Più si guardavano negli occhi, notando le loro condizioni pietose, più si mettevano a sorridere.
“Sono stanca.” Borbottò Dawn a un certo punto, lasciando al rosso l’intera scatola, temendo comunque che lui la usasse per colpirla.
Invece a sorpresa, lui rinunciò a quell’idea vigliacca e la fece scivolare al suolo, perdendosi nei suoi occhi chiari.
“Per una volta siamo d’accordo su qualcosa, Dawn.”
“Strano.”
“Comunque sarà un po’ difficile uscire da qui in questo stato.” Riprese il rosso, fissando intensamente la ragazza.
“Possiamo sempre usare il bagno esterno per una risistemata.”
“Io comunque non sistemo i danni di questo posto.” Ribatté Scott, voltandosi per la prima volta a fissare la carneficina che avevano causato.
Mobili chiari macchiati da miscugli di vario genere.
Forno, frigo e altri apparecchi appiccicosi come non mai.
Pareti una volta bianche, macchiate dal cioccolato.
Pavimenti completamente sommersi.
“Nemmeno io, hai cominciato tu.” Sbuffò Dawn, cercando di tirargli un lieve pugno sul petto, salvo poi fermarsi e pulirlo appena.
“Lo so e ne sono felice.” Sospirò, tirandola a sé e baciandola.
Il cioccolato si riunì, quindi, alla panna e la marmellata incontrò la delicatezza della crema pasticceria.
Entrambi usciti sconfitti e vittoriosi da quella strana battaglia, si fissarono nuovamente negli occhi, sorridendo.
Ora rimaneva solo un piccolo problema da risolvere: come avrebbero spiegato che quel disastro non era colpa loro?
Al massimo potevano incolpare la passione che li aveva traditi, anche se sapevano che da quella sera, quel laboratorio non avrebbe più voluto saperne nulla della loro presenza.






Angolo autore:

Dopo quasi un mese sabbatico (diciamo sabbatico per non parlare di maturità e altro) esco con questi momenti che non mi fanno proprio emozionare.
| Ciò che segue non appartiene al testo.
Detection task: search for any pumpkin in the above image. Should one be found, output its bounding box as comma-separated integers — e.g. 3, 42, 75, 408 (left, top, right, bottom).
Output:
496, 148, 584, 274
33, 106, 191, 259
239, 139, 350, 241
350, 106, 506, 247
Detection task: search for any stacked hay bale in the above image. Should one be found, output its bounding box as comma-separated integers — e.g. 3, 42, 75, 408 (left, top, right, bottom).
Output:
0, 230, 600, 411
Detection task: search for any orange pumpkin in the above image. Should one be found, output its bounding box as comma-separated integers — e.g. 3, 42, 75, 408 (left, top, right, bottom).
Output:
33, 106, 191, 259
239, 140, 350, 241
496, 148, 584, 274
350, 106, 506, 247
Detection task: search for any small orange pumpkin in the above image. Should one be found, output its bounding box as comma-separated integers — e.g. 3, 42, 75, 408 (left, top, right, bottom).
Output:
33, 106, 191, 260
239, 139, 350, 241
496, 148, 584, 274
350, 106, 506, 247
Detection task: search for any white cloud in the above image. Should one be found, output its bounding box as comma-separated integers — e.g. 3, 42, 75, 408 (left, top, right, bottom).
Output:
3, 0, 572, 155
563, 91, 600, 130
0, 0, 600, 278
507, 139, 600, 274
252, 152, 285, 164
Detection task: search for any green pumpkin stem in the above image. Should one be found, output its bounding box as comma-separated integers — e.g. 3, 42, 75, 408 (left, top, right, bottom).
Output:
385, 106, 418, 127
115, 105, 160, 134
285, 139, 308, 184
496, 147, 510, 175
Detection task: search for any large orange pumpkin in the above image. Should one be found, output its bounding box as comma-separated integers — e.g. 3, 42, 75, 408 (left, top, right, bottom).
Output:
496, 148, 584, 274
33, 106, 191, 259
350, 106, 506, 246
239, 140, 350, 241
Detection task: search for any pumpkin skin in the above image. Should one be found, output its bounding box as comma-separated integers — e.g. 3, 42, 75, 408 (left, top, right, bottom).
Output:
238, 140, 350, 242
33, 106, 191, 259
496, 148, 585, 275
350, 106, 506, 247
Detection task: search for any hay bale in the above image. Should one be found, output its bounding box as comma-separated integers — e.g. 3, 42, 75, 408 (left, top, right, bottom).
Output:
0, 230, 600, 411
Ryuk: Pubblichiamo tanto per.

Esatto.
È qualcosa di talmente zuccheroso che mi fa senso, ma ormai è tardi per lamentarsi.
Saranno solo 7 Moments (per mia fortuna) e quindi la tortura sarà breve e indolore.
Aggiornerò ogni martedì e venerdì così in poco tempo ce la leviamo dalle scatole.

Ryuk: Sperando di trovare qualcosa di degno come prossima storia.

Spero solo di non ritrovarmi con centinaia di lettori che vogliono la mia testa e che mi riempiono di bandierine arancioni.
Detto questo vi saluto.
Al prossimo venerdì (per la mia povera pace interiore).